(Bloomberg) -- Ghana’s President-elect John Mahama is considering appointing Cassiel Ato Forson, an accountant, as the West African nation’s finance minister, people with knowledge of the matter said.
The incoming leader will announce his cabinet after he’s sworn into office on Jan. 7. Forson, who graduated in taxation from the University of Oxford and also has a doctorate in finance from the Kwame Nkrumah University of Science and Technology, served as deputy finance minister under Mahama’s last administration.
A spokesman for Mahama didn’t respond to telephone calls and a text message seeking comment.
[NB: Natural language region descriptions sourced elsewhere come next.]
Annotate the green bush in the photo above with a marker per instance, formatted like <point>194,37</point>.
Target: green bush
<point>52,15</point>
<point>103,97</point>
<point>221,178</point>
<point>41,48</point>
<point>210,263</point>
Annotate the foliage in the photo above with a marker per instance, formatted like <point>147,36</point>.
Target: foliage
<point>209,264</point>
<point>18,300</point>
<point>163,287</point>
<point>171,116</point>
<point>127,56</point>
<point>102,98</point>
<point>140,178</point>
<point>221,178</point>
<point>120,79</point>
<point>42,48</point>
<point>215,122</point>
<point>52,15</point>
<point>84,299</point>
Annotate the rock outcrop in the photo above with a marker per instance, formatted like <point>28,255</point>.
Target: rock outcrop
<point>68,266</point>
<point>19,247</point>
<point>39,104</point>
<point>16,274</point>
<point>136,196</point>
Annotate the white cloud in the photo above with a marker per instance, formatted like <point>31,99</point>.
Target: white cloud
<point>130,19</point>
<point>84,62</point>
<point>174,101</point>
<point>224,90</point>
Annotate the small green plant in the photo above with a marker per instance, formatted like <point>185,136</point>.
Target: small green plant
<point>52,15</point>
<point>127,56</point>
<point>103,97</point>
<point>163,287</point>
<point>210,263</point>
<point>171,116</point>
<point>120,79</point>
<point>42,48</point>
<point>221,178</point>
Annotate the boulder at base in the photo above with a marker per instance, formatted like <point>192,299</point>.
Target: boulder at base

The role will be critical after Mahama won the Dec. 7 election in a landslide, pledging to slow inflation and reduce Ghana’s crushing debt. The minister will have to reduce spending and boost government revenue in a country that has seen inflation exceed 20% for more than two years.
Once an investor darling, Ghana is only just starting to recover from one of its worst economic and debt crises. In 2022, the country reluctantly sought a $3 billion bailout from the International Monetary Fund because it couldn’t keep up with debt payments that were consuming more than half of government revenues.
Forson, 46, has been a lawmaker for the National Democratic Congress party and a member of the parliament’s finance committee for the past eight years, a role in which he has scrutinized state spending and called for more transparency. On Dec. 10, he was named to a transition team that will be meeting with the outgoing administration to get abreast of state affairs.